I was a Recruit Company Commander from November ‘91 through December ‘94, at Recruit Training Command, Great Lakes, IL.

The Navy’s only boot camp.

We did not have “stress cards” during that time however, I did stay in touch with several shipmates that continued training recruits after I transferred, and I can assure anyone unfamiliar with Navy basic training that the “stress cards”, the real “stress cards” (not the idiotic, lying representation that OP makes) when they were brought in, had no effect on how recruits were treated.

None.
Did the military really expell all those racist skin heads?
I only ever had one recruit, a white kid from Arkansas, come to me to say that he could not live/serve with African Americans.

He was immediately packed out from the Company and sent to out processing, via the Legal Department.
 
The tiny bit of stress in basic shows on those deployed. We had a specialist, or pfc I foget, plus his buddy from basic, one got kicked out for being crazy, the other for drugs.

The crazy one was not crazy, he got caught faking it and the military wanted him gone either way, no one wants someone like that watching their six. He came to 4id shortly before deployment, aftr we deployed within the first day he kept saying he wanted t go home and he did not want to die. Mind you I kept telling him we were on the safest camp in afghanistan at the time because around mazer-i-sharif they were much less radical and rarely attacked.

Nope he freaked out, they put him on mwr detail in charge of telling people how long they could use skype on the 40 or so computers conneced to vsats, you know because we had thousands of soldiers there and uncle sam using it's equipment for mwr purposes does not mean waste it. Well he started to claim he was suicidal, nothing was taken from him, them he locked and loaded his rifle and aimed it at me a few days later, I was not alone and me and a few other soldiers tackled him just out of instinct. Nothing happened to him yet but later that same day he did the same to the platoon sergeant, suddenly it was no longer a paperwork game and his shoelaces were taken, his gun taken, everything taken.

After he finally got chaptered out he got called out because he was bragging on facebook about his injuries in battleand how brave he was, only for others to point out his cowardice. With how he acted I sure would not want him anywhere near me, many others served either the full deployment of most of the deployment, he turned tail and ran and was so cowardly he would rather threaten fellow soldiers to get out even if it meant a looney bin than serve in a combat zone. I wish that he had been filtered out in basic training, so his spot could have been used to someone dedicated to discipline and order, rather than be filledby a coward who squeaked through basic and ait and fled responsibility because he was deployed to the combat zone.
Damn that is crazy.
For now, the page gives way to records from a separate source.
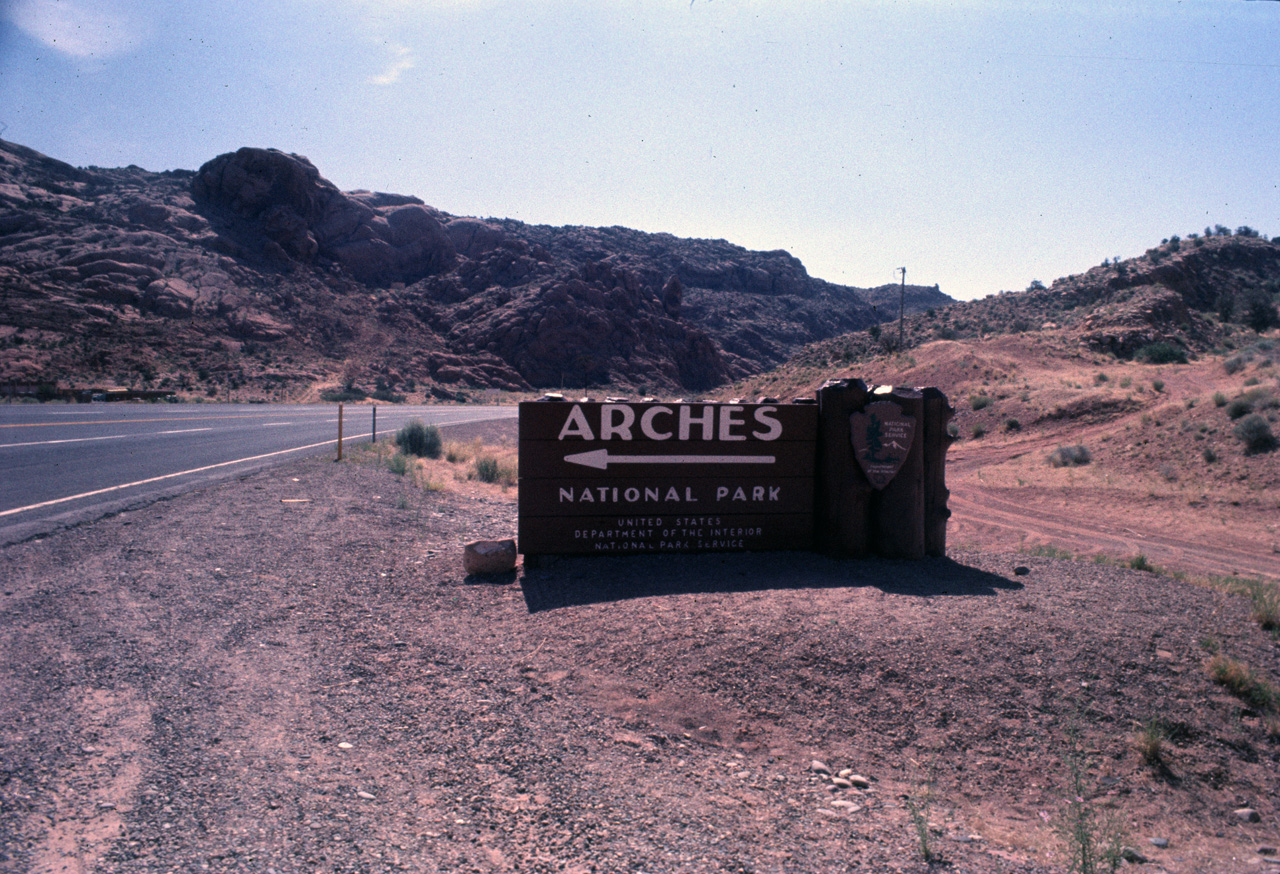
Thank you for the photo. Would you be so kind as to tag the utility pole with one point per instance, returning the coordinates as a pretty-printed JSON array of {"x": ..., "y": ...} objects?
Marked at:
[{"x": 901, "y": 309}]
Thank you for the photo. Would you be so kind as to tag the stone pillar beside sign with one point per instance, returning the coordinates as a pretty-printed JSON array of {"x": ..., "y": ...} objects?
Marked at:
[
  {"x": 881, "y": 463},
  {"x": 897, "y": 506},
  {"x": 937, "y": 440},
  {"x": 842, "y": 513}
]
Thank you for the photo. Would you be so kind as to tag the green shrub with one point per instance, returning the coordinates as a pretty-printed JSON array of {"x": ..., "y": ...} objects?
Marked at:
[
  {"x": 1070, "y": 457},
  {"x": 1141, "y": 563},
  {"x": 1243, "y": 682},
  {"x": 1161, "y": 352},
  {"x": 1255, "y": 433},
  {"x": 1239, "y": 407},
  {"x": 419, "y": 439},
  {"x": 487, "y": 468}
]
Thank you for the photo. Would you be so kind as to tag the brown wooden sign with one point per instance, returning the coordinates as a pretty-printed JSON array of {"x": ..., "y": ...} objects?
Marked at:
[{"x": 654, "y": 477}]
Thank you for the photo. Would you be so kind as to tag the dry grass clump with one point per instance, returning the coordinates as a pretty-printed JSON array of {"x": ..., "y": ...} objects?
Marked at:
[
  {"x": 1070, "y": 456},
  {"x": 496, "y": 467},
  {"x": 1243, "y": 682}
]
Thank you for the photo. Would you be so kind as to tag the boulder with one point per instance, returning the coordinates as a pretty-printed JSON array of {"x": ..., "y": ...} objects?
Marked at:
[{"x": 485, "y": 557}]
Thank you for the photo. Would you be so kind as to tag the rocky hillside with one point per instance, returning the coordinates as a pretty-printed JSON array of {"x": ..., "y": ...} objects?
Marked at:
[
  {"x": 255, "y": 274},
  {"x": 1174, "y": 302}
]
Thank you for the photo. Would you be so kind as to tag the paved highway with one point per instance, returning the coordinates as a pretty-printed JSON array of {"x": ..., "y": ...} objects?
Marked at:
[{"x": 63, "y": 465}]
Can’t say I am surprised though. Stuff like that is one of the major reasons I left the regular Army.

Honestly I don’t think the Army is doing itself and it’s soldiers and favors by trying to lower stress levels at basic and keeping people who don’t belong. Sooner or later they will likely have to deal with real stress and make things much worse. It’s not for completing the mission, it’s not good for the morale of the unit and it is not good for the mental health of the soldiers involved. I honestly think it’s part of why you see so much ptsd these days.
The military is just not for everyone. Especially combat arms.